Later that year, Cohen was sentenced to three years in prison for crimes that included arranging payments during the 2016 election to silence women who claimed affairs with Trump after Cohen attributed his offenses to “my duty to cover up his dirty deeds.”

“Several of our colleagues instead voted to dismiss the allegations,” Broussard and Weintraub added in their statement. “The Commission therefore did not have enough votes to pursue well-grounded charges that the former President of the United States knowingly and willfully accepted contributions nearly 5,000% over the legal limit to suppress a negative story mere days before Election Day.”

The six-member commission’s vote – which was taken last month, but the results of which were first made public Thursday – was 2-2. Broussard and Weintraub voted yes, Independent Steven Walther did not vote, and Republican Allen Dickerson recused himself.
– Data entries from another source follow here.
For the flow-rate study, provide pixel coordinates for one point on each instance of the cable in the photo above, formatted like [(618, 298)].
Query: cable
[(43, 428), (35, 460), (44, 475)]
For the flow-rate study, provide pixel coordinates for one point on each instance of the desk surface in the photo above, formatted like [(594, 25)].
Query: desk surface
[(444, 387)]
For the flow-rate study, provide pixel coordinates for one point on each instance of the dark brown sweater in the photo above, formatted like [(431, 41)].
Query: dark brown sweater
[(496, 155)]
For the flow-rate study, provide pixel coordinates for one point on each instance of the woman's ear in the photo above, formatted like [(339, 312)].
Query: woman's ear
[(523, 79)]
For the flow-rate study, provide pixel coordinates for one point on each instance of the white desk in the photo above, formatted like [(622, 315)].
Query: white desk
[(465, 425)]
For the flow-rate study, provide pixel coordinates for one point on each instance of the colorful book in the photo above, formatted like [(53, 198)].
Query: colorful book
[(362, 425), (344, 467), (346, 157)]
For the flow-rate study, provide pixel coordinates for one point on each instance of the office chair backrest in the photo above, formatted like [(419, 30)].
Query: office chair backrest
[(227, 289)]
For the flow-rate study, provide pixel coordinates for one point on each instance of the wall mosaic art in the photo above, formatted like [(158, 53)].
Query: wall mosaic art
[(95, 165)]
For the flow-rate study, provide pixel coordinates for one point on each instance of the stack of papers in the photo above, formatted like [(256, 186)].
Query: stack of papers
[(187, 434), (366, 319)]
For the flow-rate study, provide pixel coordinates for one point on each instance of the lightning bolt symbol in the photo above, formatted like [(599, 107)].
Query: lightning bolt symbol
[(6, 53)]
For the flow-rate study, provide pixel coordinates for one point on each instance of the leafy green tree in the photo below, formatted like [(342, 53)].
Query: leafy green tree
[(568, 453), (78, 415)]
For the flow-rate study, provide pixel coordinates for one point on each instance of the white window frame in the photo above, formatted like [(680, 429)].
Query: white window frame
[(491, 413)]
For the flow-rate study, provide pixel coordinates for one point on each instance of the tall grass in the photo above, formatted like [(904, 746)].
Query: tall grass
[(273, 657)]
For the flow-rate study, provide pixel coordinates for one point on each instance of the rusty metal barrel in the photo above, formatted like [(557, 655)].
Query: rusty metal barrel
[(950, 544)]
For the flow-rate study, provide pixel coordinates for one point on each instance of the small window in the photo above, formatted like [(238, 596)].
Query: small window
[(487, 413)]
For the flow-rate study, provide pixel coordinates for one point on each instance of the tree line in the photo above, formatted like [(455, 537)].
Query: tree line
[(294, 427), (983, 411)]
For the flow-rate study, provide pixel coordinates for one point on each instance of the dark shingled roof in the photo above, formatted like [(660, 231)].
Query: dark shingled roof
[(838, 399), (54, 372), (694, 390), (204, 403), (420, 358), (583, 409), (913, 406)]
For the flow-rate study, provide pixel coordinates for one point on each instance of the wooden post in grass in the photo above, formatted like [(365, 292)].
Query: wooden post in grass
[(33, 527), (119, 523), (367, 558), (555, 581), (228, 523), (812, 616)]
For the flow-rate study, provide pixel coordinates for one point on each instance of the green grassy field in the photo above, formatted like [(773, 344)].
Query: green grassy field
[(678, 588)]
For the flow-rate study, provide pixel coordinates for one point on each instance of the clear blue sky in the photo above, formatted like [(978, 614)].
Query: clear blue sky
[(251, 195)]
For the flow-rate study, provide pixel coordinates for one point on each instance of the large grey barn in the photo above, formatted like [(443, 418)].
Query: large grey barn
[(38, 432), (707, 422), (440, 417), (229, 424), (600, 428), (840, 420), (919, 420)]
Republicans James “Trey” Trainor and Sean Cooksey voted no, arguing that the federal government had already punished Cohen and the agency has other issues to pursue.

“In sum, the public record is complete with respect to the conduct at issue in these complaints, and Mr. Cohen has been punished by the government of the United States for the conduct at issue in these matters,” Trainor and Cooksey said in a statement.

“Thus, we concluded that pursuing these matters further was not the best use of agency resources,” they continued. “The Commission regularly dismisses matters where other government agencies have already adequately enforced and vindicated the Commission’s interests.”

Trump praised the vote to end what he called the “phony case against me” and criticized Cohen.

“I thank the Commission for their decision, ending this chapter of Fake News,” he said.

Daniels, whose real name is Stephanie Clifford, says she and Trump had an affair in 2006, after he married Melania Trump and she gave birth to their son, Barron. Trump has denied the affair.

https://www.cnn.com/2021/05/06/poli...-hush-money-payment-stormy-daniels/index.html
 
Has anyone noticed how TRUMP Corrupted the FEC with Cronies to overlook his election crimes and other future criminal intentions?

Trump loves to cheat by stacking his poker hand- full of TRUMP cards!

He did this in every branch of the government while he is in office- and continues to do this by endorsing criminals, liars, and cheats in political races- even after leaving office to help him win re-election and interfere with all the investigations he is under.

Just wanted to know who all is paying attention here- and being honest about it!